Fed likely to keep rates steady as it awaits Trump economic plan
The U.S. Federal Reserve is expected to keep interest rates unchanged on Wednesday in its first policy decision since President Donald Trump took office, as the central bank awaits greater clarity on his economic policies. Trump has promised a large infrastructure spending program, tax cuts, a rollback of regulations and a renegotiation of trade deals but has offered few details or a timeline for their roll out since his victory in the Nov. 8 election. The central bank’s latest policy decision is scheduled to be released at 2 p.m. EST on Wednesday at the conclusion of a two-day meeting. Fed Chair Janet Yellen is not due to hold a press conference. The policy decision will come a week after Yellen underscored that the U.S. economy is near full employment and warned of a "nasty surprise" on inflation if the Fed is too slow with its rate hikes.

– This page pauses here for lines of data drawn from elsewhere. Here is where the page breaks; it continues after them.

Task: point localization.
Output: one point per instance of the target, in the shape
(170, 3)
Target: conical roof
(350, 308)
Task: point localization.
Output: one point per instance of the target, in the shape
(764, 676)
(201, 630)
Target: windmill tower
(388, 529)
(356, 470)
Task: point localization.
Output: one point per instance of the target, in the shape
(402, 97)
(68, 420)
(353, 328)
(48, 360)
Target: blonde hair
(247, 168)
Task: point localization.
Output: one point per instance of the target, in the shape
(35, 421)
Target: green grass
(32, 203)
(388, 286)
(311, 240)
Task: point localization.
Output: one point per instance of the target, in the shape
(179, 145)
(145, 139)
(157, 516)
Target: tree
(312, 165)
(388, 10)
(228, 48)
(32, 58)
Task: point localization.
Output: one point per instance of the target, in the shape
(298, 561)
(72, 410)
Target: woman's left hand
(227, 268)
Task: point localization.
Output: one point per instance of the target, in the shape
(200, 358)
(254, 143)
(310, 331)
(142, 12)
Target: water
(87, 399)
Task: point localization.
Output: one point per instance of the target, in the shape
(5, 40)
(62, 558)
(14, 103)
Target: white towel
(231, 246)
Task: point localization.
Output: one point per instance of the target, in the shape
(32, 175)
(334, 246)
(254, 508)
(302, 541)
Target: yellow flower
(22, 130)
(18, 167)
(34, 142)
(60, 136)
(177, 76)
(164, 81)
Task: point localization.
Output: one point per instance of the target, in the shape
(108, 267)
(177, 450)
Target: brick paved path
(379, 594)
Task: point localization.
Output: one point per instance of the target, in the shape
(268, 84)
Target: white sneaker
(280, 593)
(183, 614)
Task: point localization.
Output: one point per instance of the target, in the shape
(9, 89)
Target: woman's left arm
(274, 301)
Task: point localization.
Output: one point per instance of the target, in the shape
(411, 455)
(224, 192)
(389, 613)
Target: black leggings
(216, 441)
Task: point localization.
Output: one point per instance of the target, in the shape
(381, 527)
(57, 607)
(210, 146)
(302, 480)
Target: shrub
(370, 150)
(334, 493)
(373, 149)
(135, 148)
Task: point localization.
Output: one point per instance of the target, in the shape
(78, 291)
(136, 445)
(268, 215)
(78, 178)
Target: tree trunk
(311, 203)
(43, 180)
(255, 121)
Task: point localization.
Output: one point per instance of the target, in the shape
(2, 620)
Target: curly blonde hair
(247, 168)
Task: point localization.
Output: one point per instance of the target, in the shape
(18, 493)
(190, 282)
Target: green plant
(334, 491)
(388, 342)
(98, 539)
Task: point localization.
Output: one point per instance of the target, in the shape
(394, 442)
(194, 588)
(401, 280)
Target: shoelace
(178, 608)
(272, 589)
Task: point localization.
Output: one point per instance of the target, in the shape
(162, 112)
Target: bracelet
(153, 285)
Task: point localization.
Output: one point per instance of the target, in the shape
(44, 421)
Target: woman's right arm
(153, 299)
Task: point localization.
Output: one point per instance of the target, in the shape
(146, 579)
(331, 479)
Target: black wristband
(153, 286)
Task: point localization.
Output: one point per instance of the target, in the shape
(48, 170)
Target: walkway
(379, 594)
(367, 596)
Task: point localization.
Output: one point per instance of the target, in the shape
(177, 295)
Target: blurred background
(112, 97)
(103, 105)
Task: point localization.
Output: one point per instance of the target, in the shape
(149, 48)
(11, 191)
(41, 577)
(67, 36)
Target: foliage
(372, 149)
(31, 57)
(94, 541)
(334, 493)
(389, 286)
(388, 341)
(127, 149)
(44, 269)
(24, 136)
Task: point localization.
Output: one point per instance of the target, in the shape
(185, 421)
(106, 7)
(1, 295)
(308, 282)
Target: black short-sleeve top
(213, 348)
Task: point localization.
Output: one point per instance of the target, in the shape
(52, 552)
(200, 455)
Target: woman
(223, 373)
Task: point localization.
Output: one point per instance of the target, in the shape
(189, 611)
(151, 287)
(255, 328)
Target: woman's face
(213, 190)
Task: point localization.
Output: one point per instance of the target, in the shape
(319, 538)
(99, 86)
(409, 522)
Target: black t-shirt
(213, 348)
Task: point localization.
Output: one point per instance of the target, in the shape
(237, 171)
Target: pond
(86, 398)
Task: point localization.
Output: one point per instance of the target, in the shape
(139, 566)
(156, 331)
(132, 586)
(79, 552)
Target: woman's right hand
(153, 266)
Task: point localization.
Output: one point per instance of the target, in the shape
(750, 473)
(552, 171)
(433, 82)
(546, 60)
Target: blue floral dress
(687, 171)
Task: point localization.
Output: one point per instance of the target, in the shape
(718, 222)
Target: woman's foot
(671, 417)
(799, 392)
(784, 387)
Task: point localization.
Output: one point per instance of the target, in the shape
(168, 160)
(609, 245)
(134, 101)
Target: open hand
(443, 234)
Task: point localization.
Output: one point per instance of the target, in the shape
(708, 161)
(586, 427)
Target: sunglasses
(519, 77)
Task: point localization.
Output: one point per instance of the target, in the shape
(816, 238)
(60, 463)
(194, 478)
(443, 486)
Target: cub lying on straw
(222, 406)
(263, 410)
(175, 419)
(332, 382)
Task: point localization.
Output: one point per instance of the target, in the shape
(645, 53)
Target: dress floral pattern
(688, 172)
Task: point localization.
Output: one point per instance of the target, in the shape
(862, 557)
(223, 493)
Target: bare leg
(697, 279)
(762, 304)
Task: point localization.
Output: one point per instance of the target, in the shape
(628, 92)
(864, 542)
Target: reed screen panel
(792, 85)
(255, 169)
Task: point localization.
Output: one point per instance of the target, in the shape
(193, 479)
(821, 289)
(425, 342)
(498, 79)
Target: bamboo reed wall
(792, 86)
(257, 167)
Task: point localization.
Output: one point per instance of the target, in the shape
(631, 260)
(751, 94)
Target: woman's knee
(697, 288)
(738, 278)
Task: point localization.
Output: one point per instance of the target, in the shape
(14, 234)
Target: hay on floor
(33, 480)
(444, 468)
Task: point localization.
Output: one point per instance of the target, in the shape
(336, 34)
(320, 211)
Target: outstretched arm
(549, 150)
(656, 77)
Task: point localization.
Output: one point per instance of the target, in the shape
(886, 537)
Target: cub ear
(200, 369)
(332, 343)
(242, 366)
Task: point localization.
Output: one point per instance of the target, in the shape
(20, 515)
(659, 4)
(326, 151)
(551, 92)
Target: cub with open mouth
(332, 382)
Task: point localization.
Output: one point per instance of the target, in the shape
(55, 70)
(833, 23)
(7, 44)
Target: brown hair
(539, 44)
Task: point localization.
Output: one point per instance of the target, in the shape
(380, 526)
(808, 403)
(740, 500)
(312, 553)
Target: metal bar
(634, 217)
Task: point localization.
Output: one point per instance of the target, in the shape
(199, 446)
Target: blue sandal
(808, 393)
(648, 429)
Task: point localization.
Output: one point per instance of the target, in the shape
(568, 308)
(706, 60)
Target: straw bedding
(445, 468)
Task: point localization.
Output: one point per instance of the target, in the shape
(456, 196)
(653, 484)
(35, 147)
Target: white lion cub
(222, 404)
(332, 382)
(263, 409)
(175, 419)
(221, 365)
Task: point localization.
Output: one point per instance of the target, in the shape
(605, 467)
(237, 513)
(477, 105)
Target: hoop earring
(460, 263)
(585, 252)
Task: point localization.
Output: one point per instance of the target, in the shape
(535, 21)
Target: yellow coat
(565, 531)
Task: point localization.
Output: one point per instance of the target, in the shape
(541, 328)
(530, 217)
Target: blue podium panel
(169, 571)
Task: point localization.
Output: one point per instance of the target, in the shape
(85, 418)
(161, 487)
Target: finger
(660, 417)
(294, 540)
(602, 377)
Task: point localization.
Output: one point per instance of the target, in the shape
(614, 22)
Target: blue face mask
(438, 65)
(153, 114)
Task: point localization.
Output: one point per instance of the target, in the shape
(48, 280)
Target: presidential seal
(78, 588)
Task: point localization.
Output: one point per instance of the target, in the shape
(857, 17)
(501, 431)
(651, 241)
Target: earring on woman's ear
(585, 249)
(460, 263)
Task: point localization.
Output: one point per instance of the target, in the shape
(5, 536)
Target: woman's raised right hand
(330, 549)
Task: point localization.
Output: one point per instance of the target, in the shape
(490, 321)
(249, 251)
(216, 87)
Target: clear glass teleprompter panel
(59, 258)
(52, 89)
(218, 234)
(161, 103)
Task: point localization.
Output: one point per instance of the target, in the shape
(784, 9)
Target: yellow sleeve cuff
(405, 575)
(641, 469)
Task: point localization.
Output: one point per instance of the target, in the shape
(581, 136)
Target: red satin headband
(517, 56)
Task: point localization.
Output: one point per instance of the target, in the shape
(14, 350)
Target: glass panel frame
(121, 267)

Inflation Rate at ECB Goal Doesn’t Mean Draghi’s Job Is Done
Mario Draghi still has reason to argue that it’s not yet job done when it comes to inflation. Even with consumer-price growth accelerating to 1.8 percent — a rate not recorded since early 2013 — the European Central Bank president can insist that unprecedented stimulus is necessary to put the recovery on a more solid footing and stoke underlying price pressures that continue to be muted. But opposition to his view will probably get louder. Amid a push by some German policy makers that it’s time to start at least considering how to exit from the ongoing stimulus program, Draghi’s response is set to focus on slowly declining unemployment, modest economic growth and the fact that reflation is largely being driven by energy prices. His pushback has also highlighted the risks that could derail expansion this year, including potentially disruptive elections, while underlying inflation remains weak.
Brazil’s Jobless Rate Reaches All-Time High in December
Brazil’s unemployment rate unexpectedly rose to the highest on record at the end of 2016, as a recent drop in borrowing costs has yet to boost Latin America’s largest economy. The jobless rate was 12 percent in the fourth quarter, up from 11.9 percent in the three months ending in November and compared with 11.8 percent in the third quarter. Economists surveyed by Bloomberg estimated unemployment would remain at 11.9 percent. The series compiled by Brazil’s statistics agency starts in 2012. Unemployment has nearly doubled over the past three years, weighing on consumer confidence even as inflation slows. In a bid to revive Latin America’s largest economy, the central bank has stepped up the pace monetary easing, and lower rates are expected to help the economic recovery this year.